Les Gens déraisonnables sont en voie de disparition
Texte français Georges-Arthur Goldschmidt / Scénographie et costumes Jean-Paul Chambas / Musique Carlos d’Alessio
Avec Gérard Depardieu, Andréa Ferréol, Claude Degliame, Wojciech Pszoniak, Daniel Olbrychski, Jean-Luc Bideau, Patrice Kerbrat, Jean-Claude Dreyfus
Il s’agit d’un travail sur le texte, sur cette écriture particulière – et d’un travail sur les acteurs, – sur les tons, sur le jeu – pour ne pas trahir cette écriture –
Davantage qu’un décor (un immeuble à la pointe du nec plus ultra de la modernité) et davantage aussi que des « personnages » à qui il arriverait une « histoire », il faut montrer les lignes de forces, les courants, les poussées qui se rassemblent en masses et demandent à sortir.

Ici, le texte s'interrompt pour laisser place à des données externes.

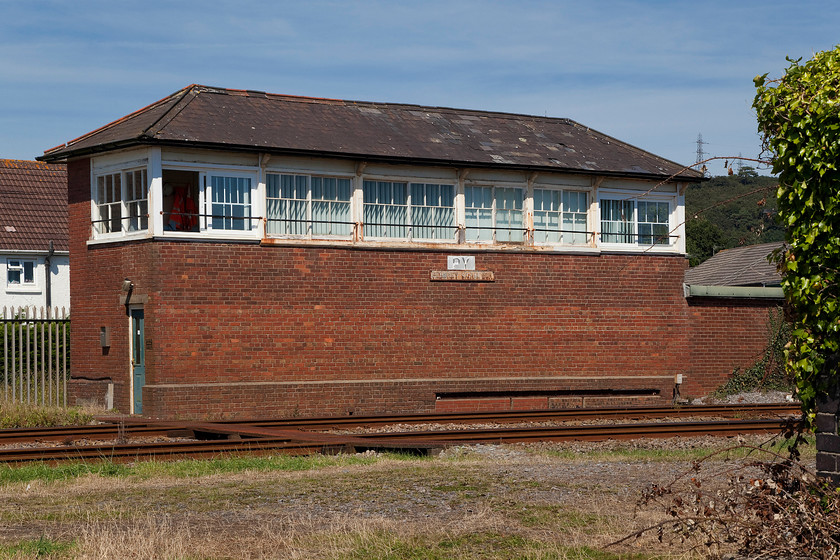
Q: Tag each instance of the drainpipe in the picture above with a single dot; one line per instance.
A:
(47, 261)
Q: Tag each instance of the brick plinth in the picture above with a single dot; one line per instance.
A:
(239, 330)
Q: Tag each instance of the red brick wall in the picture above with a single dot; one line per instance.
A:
(725, 334)
(249, 330)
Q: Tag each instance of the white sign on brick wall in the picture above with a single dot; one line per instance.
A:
(460, 262)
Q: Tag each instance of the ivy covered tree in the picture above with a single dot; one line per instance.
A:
(799, 119)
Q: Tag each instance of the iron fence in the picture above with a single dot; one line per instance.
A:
(35, 355)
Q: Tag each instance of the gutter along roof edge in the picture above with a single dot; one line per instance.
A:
(745, 292)
(392, 160)
(166, 122)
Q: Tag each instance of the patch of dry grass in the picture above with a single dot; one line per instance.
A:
(487, 502)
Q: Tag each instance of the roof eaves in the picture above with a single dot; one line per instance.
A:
(400, 159)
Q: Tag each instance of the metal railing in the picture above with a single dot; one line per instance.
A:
(35, 355)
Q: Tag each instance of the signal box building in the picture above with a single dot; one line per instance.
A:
(237, 253)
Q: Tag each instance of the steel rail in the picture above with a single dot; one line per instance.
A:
(129, 427)
(559, 415)
(296, 442)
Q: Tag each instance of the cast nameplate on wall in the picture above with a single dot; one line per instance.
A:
(463, 276)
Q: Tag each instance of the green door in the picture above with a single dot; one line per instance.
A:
(138, 358)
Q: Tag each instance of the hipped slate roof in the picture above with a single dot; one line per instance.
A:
(742, 266)
(33, 206)
(202, 116)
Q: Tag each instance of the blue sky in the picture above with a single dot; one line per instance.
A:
(653, 73)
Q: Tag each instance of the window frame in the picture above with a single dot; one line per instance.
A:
(206, 203)
(624, 197)
(19, 265)
(494, 214)
(309, 203)
(562, 233)
(130, 209)
(410, 225)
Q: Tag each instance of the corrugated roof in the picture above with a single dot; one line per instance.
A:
(246, 120)
(33, 206)
(741, 266)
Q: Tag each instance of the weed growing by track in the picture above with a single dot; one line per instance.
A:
(17, 415)
(173, 469)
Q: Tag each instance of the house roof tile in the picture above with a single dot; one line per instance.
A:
(33, 206)
(246, 120)
(741, 266)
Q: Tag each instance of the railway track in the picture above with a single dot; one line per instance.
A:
(128, 427)
(288, 438)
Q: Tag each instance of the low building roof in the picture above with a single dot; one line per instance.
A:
(33, 206)
(741, 266)
(201, 116)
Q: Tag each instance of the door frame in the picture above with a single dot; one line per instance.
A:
(131, 309)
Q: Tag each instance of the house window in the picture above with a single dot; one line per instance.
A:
(308, 205)
(409, 210)
(629, 221)
(494, 214)
(386, 209)
(108, 203)
(559, 216)
(230, 203)
(122, 203)
(137, 200)
(432, 211)
(653, 223)
(20, 273)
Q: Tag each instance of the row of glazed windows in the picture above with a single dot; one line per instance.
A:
(302, 205)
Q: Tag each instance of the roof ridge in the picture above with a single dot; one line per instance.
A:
(41, 164)
(123, 119)
(171, 113)
(408, 106)
(350, 102)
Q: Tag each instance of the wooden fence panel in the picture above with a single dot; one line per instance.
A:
(35, 355)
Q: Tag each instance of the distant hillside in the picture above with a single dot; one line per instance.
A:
(730, 210)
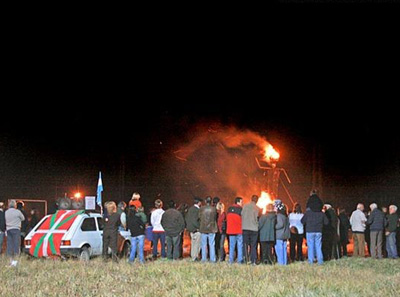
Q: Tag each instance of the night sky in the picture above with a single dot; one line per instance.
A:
(49, 148)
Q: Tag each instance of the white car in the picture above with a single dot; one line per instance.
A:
(83, 239)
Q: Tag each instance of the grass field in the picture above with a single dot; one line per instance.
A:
(345, 277)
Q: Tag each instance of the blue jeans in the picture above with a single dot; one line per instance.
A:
(137, 240)
(233, 239)
(210, 237)
(1, 241)
(13, 242)
(391, 246)
(156, 237)
(281, 251)
(314, 244)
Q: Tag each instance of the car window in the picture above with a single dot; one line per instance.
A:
(88, 224)
(100, 222)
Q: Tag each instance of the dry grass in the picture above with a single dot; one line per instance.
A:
(346, 277)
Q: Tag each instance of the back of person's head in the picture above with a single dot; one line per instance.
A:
(392, 209)
(254, 198)
(270, 207)
(135, 196)
(171, 204)
(297, 208)
(158, 203)
(121, 204)
(208, 200)
(216, 200)
(111, 207)
(197, 200)
(20, 205)
(238, 200)
(220, 207)
(12, 204)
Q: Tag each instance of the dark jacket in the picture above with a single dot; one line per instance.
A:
(208, 219)
(2, 221)
(392, 221)
(234, 220)
(135, 224)
(282, 227)
(193, 219)
(172, 222)
(314, 221)
(266, 225)
(111, 223)
(344, 227)
(376, 220)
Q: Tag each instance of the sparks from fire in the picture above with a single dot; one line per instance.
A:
(263, 201)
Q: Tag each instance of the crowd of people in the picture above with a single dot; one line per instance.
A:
(252, 235)
(15, 224)
(255, 235)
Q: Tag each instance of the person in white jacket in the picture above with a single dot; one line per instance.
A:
(357, 222)
(158, 230)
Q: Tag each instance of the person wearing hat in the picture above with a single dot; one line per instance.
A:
(193, 227)
(2, 225)
(314, 220)
(330, 236)
(135, 200)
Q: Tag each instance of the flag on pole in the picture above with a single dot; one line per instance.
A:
(99, 190)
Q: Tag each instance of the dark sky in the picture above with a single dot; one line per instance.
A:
(58, 131)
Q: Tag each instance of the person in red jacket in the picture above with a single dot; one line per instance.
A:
(234, 230)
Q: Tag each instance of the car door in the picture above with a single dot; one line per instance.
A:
(92, 235)
(100, 226)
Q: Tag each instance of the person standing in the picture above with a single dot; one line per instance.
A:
(392, 221)
(208, 229)
(110, 231)
(267, 234)
(250, 215)
(314, 220)
(14, 219)
(344, 227)
(221, 222)
(2, 226)
(282, 232)
(193, 227)
(158, 230)
(234, 230)
(173, 223)
(357, 222)
(137, 227)
(376, 222)
(296, 233)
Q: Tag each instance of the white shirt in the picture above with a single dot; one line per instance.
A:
(295, 221)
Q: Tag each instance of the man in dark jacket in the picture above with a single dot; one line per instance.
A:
(193, 227)
(330, 248)
(376, 222)
(392, 222)
(208, 229)
(136, 226)
(110, 231)
(314, 220)
(173, 223)
(344, 227)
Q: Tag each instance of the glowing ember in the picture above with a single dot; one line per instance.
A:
(263, 201)
(271, 154)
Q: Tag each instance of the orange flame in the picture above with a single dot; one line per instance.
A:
(263, 201)
(271, 154)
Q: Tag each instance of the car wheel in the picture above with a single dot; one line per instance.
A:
(84, 255)
(126, 250)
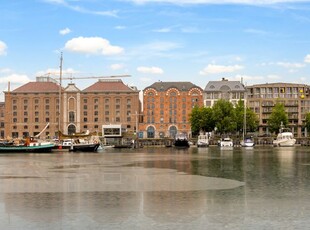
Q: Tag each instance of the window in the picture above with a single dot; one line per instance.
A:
(71, 116)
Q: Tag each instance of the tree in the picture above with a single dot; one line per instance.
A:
(224, 116)
(196, 120)
(252, 120)
(307, 121)
(277, 118)
(201, 119)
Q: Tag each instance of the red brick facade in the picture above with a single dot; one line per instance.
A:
(166, 108)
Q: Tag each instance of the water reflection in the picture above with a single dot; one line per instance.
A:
(257, 188)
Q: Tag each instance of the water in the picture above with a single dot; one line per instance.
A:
(157, 188)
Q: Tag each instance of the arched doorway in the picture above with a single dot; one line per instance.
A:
(71, 129)
(150, 132)
(173, 131)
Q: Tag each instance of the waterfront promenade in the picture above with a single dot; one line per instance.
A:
(157, 188)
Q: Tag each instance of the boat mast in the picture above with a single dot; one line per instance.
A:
(59, 108)
(244, 117)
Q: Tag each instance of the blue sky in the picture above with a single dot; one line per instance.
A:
(168, 40)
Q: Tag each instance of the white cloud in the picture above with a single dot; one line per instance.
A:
(5, 70)
(307, 58)
(290, 65)
(117, 66)
(120, 27)
(92, 45)
(215, 69)
(245, 2)
(3, 48)
(256, 32)
(145, 79)
(151, 70)
(80, 9)
(15, 79)
(65, 31)
(162, 30)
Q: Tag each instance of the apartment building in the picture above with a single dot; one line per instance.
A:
(166, 108)
(232, 91)
(29, 108)
(295, 97)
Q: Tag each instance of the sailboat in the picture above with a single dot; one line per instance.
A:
(247, 141)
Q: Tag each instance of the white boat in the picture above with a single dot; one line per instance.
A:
(181, 140)
(247, 142)
(203, 140)
(285, 139)
(226, 142)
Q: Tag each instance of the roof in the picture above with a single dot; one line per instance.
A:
(279, 84)
(109, 86)
(224, 85)
(164, 86)
(38, 87)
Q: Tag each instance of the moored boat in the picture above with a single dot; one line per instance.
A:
(203, 140)
(226, 142)
(78, 145)
(181, 141)
(284, 139)
(247, 142)
(27, 146)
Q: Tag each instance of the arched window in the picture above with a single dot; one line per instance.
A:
(71, 129)
(71, 116)
(173, 131)
(150, 132)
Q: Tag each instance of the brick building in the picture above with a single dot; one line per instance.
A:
(232, 91)
(31, 106)
(166, 108)
(295, 97)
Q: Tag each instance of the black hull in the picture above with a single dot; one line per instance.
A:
(181, 143)
(79, 147)
(4, 150)
(85, 148)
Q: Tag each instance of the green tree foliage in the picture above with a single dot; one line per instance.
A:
(224, 116)
(307, 122)
(239, 112)
(201, 120)
(277, 117)
(252, 121)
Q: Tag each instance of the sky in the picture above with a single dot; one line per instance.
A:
(253, 41)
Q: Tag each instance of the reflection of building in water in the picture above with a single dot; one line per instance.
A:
(111, 207)
(38, 207)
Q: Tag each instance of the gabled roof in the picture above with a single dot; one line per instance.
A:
(38, 87)
(278, 84)
(224, 85)
(72, 88)
(104, 85)
(164, 86)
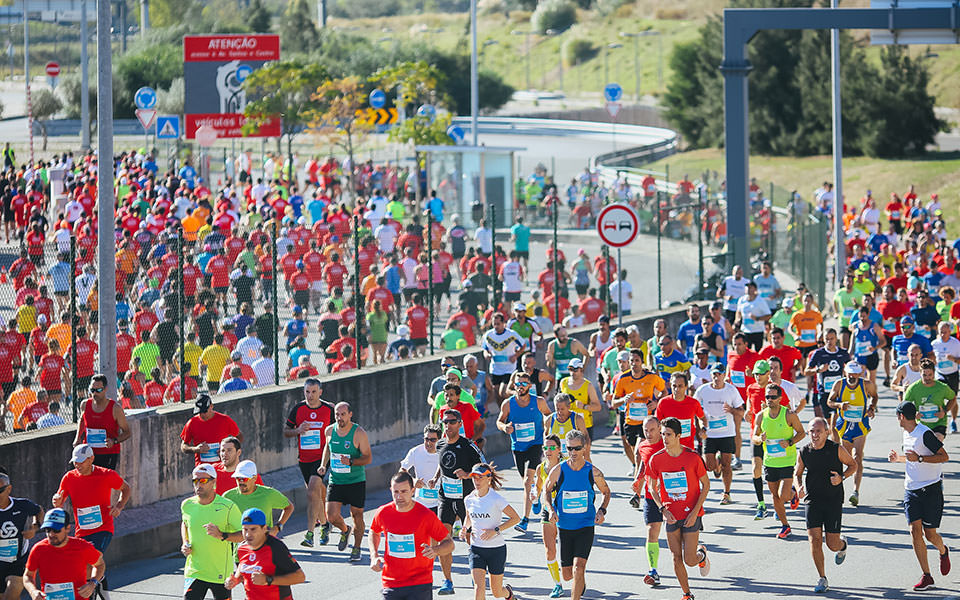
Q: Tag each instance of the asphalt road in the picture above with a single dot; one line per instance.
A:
(746, 556)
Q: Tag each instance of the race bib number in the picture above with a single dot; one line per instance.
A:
(401, 545)
(97, 438)
(452, 488)
(89, 517)
(675, 484)
(59, 591)
(574, 502)
(525, 432)
(211, 455)
(738, 379)
(9, 550)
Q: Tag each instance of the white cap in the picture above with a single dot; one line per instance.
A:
(246, 469)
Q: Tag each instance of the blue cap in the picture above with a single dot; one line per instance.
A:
(55, 519)
(253, 516)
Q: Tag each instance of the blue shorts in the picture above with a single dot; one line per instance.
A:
(491, 560)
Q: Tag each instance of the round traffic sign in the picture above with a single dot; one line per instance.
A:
(145, 98)
(617, 225)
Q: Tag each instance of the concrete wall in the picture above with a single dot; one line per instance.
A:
(388, 401)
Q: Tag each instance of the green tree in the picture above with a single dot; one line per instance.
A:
(257, 17)
(284, 89)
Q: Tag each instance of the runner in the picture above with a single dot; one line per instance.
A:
(62, 566)
(482, 530)
(209, 558)
(521, 417)
(20, 520)
(103, 425)
(923, 455)
(571, 484)
(826, 465)
(680, 483)
(308, 421)
(414, 538)
(346, 456)
(458, 456)
(934, 399)
(721, 405)
(849, 398)
(776, 432)
(423, 459)
(263, 560)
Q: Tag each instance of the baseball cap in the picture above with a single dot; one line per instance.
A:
(204, 470)
(56, 519)
(907, 409)
(246, 469)
(81, 453)
(202, 404)
(253, 516)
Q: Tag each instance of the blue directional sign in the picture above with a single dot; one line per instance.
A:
(145, 98)
(378, 99)
(612, 92)
(168, 127)
(455, 133)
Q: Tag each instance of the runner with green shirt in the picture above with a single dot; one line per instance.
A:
(248, 494)
(346, 455)
(209, 555)
(933, 399)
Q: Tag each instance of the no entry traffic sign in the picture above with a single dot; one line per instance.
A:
(617, 225)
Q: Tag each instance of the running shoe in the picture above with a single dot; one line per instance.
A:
(652, 578)
(324, 534)
(344, 538)
(925, 582)
(307, 540)
(705, 562)
(842, 554)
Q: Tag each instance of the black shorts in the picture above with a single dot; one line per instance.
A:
(309, 470)
(196, 589)
(575, 543)
(491, 560)
(826, 514)
(774, 474)
(354, 494)
(651, 512)
(727, 445)
(528, 459)
(924, 505)
(679, 524)
(632, 433)
(450, 509)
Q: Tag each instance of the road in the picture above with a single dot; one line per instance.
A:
(746, 556)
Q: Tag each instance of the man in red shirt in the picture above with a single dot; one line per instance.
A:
(202, 434)
(62, 563)
(414, 537)
(680, 479)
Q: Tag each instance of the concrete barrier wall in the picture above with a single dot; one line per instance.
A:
(389, 401)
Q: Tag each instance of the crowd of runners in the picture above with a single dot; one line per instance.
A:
(760, 353)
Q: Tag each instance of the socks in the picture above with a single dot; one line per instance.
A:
(554, 568)
(758, 487)
(653, 554)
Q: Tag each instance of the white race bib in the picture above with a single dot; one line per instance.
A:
(401, 545)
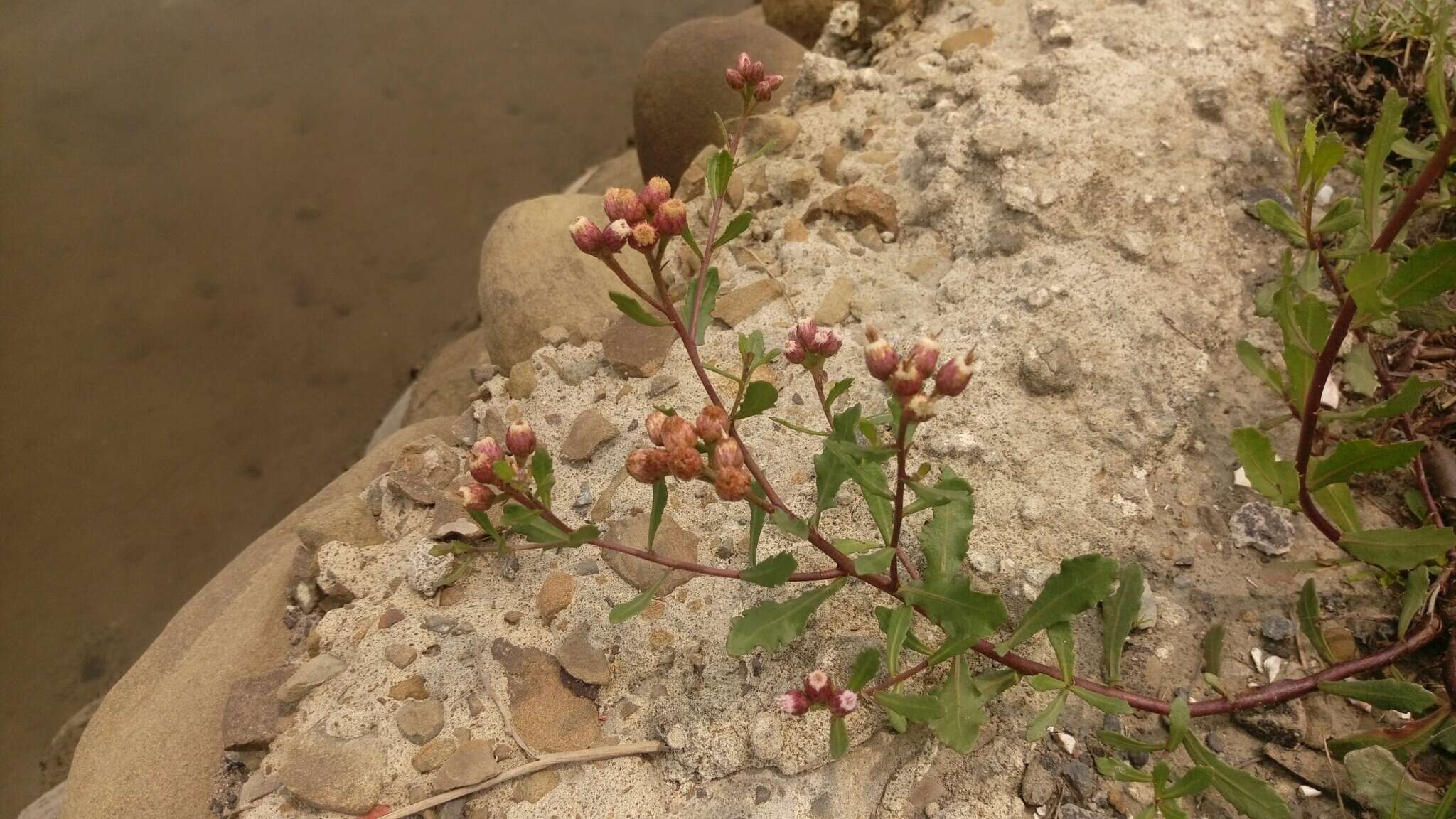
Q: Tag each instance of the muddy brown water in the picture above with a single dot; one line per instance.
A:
(228, 232)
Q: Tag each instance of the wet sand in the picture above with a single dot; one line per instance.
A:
(228, 233)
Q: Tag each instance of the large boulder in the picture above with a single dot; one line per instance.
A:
(152, 749)
(682, 83)
(532, 276)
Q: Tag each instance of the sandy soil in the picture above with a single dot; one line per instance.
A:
(229, 233)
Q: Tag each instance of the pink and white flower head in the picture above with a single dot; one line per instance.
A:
(623, 203)
(587, 237)
(794, 703)
(615, 237)
(843, 703)
(817, 687)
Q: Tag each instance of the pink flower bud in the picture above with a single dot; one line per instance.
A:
(670, 218)
(794, 703)
(587, 235)
(729, 455)
(906, 381)
(482, 459)
(678, 433)
(643, 237)
(475, 498)
(654, 426)
(685, 462)
(712, 423)
(520, 439)
(794, 352)
(648, 465)
(954, 375)
(919, 408)
(622, 203)
(615, 237)
(655, 193)
(925, 355)
(817, 687)
(733, 483)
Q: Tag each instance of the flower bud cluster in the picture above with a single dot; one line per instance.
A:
(679, 448)
(637, 219)
(810, 344)
(906, 376)
(817, 692)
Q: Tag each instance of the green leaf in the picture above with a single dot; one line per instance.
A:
(1101, 701)
(1308, 609)
(658, 506)
(629, 609)
(864, 669)
(946, 537)
(915, 707)
(1340, 506)
(1398, 550)
(1417, 583)
(953, 605)
(961, 710)
(1428, 273)
(1275, 215)
(1178, 717)
(840, 388)
(705, 311)
(717, 172)
(875, 563)
(791, 525)
(1378, 148)
(837, 738)
(633, 309)
(736, 228)
(1079, 585)
(1382, 780)
(1120, 771)
(1389, 694)
(1254, 362)
(1120, 742)
(756, 400)
(774, 572)
(771, 624)
(1270, 477)
(1047, 717)
(1194, 781)
(1118, 616)
(1354, 456)
(1247, 793)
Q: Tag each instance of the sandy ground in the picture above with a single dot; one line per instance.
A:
(228, 233)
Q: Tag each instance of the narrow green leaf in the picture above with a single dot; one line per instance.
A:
(1308, 609)
(629, 609)
(633, 309)
(1354, 456)
(1247, 793)
(774, 572)
(756, 400)
(1118, 616)
(1398, 550)
(771, 624)
(1417, 583)
(864, 669)
(734, 228)
(915, 707)
(658, 506)
(1389, 694)
(1037, 729)
(1079, 585)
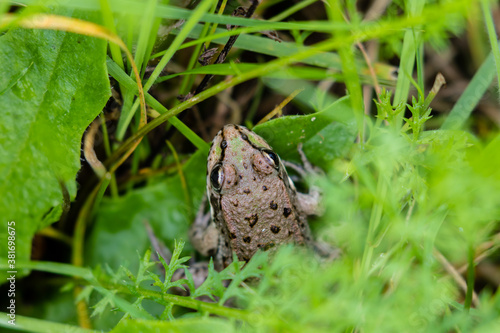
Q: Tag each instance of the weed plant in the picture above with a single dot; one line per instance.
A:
(411, 182)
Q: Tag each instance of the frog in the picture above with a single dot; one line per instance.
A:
(254, 204)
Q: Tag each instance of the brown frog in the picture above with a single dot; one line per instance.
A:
(254, 204)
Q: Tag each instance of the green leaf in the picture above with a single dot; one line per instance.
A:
(120, 221)
(53, 85)
(326, 135)
(205, 324)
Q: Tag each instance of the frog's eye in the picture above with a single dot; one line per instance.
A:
(272, 158)
(217, 177)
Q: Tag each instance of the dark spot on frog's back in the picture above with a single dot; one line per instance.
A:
(214, 202)
(273, 205)
(286, 212)
(252, 220)
(275, 229)
(268, 246)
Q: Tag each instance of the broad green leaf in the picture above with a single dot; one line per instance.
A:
(53, 85)
(119, 231)
(326, 135)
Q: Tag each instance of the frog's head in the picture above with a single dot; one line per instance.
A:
(238, 155)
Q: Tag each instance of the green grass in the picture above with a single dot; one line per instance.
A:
(411, 194)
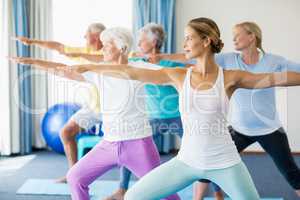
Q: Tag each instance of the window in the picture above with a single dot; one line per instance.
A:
(70, 21)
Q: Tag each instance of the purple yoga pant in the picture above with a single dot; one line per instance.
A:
(139, 156)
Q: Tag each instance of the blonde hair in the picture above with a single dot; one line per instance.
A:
(207, 28)
(122, 38)
(253, 28)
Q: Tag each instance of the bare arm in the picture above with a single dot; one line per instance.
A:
(59, 69)
(160, 76)
(249, 80)
(89, 57)
(180, 57)
(59, 47)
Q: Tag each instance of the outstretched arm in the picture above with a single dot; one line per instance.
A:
(159, 76)
(59, 47)
(59, 69)
(249, 80)
(89, 57)
(180, 57)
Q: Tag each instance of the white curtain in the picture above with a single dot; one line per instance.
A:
(9, 101)
(40, 27)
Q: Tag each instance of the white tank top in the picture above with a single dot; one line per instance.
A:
(206, 143)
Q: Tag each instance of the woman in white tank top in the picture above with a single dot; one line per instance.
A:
(207, 150)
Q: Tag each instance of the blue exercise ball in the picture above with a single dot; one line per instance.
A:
(54, 120)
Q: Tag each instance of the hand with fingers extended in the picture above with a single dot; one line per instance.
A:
(24, 40)
(73, 55)
(22, 60)
(154, 58)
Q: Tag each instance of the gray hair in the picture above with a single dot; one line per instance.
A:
(154, 32)
(122, 38)
(96, 27)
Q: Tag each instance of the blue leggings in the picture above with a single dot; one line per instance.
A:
(165, 180)
(160, 126)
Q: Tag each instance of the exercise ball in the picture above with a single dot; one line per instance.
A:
(54, 120)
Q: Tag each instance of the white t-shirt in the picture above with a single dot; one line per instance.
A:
(122, 105)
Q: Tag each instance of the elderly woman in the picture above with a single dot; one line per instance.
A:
(127, 134)
(161, 101)
(205, 89)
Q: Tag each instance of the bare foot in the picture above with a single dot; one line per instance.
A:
(298, 192)
(117, 195)
(219, 195)
(61, 180)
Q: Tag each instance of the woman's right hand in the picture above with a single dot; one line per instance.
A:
(24, 40)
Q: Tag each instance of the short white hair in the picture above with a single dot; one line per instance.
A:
(122, 38)
(154, 32)
(96, 27)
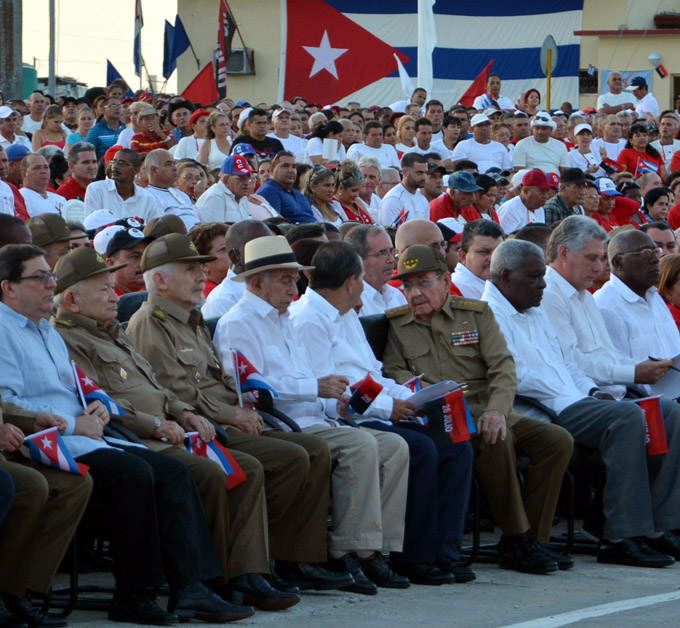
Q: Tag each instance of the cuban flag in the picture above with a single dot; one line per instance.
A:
(326, 40)
(656, 429)
(48, 448)
(88, 391)
(215, 452)
(449, 419)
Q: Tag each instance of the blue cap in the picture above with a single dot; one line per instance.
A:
(244, 149)
(15, 152)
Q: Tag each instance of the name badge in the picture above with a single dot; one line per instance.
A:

Quand toute vitalité n’est qu’une structure maintenue sur le vide, ayant déjà rompu les lois de l’équilibre,
Quand la frénésie de l’expansion économique accentue l’écartèlement entre le moi construit par le monde extérieur et le moi profond devenu inatteignable et inintéressant « comme un morceau de savon qui nous échappe sous l’eau »,
Quand pour construire un monde raisonnable et pour exterminer tout ce qui n’est pas raisonnable, on parvient à l’absolue folie et à la dérision,
Quand pour une raison connue ou ignorée, parfois un intime détail, on se met à vivre, grossis et agrandis, une série d’instants immédiats, coupés ou séparés de ce qui précède et de ce qui les suit et qu’une totale nouveauté s’installe dans les rapports avec soi, les autres et les objets, parce qu’on se met à vivre « à l’heure de la sensation vraie » et que cela se traduit souvent par un excès de communication,
Quand le langage, si précis et contraignant qu’il soit, est en porte à faux et se détruit lui-même,
Quand l’apparence devient réalité et que cette réalité garde la fragilité de l’apparence – du jeu, du gag, de la plaisanterie,
Quand tout cela arrive à la fois, on est très près du monde spécifique de Peter Handke qui rend compte, en équation nouvelles, avec une honnêteté scrupuleuse, une minutie maniaque, de la complexité de sa conscience et de ses sensations et à travers elle, et non sans humour, des contradictions de la conscience de notre temps, laquelle ne peut se résoudre ni en préceptes, ni en slogans – fussent-ils sociaux ou politiques.